4 small sweet potatoes
2 cups cooked black beans
6-8 cups chopped kale
1 lb. cherry tomatoes, sliced in half
1 large sweet bell or Italian pepper, diced
small handful cilantro or parsley, minced
1 tsp. whole cumin seeds
2 Tbsp. extra-virgin olive or avocado oil, divided
2 Tbsp. lime juice, divided
a few pinches sea salt
additional lime wedges
pumpkin, sunflower, or hemp seeds

Directions:

  • Preheat the oven to 400 degrees F. Wash and dry the sweet potatoes, and then gently poke a few holes in their skins.
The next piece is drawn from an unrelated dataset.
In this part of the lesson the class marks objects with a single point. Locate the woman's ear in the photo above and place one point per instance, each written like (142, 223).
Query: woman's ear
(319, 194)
Set on a piece of foil or in a baking dish and bake in the oven for 45 minutes or until soft when pierced with a fork or knife.
  • In a dry skillet over medium heat, toast the cumin seeds until fragrant.
  • Slice the tomatoes in half, dice the pepper and parsley, and combine in a small bowl with the toasted cumin and half of the oil and lime juice. Taste and salt as needed.
  • Finely chop the kale and add to another small bowl. With the remaining oil and lime juice, massage the kale gently to soften.
  • To serve, top each sweet potato with heated black beans, the tomato + cumin salad, kale, and seeds.
  • Finish with additional lime juice as desired.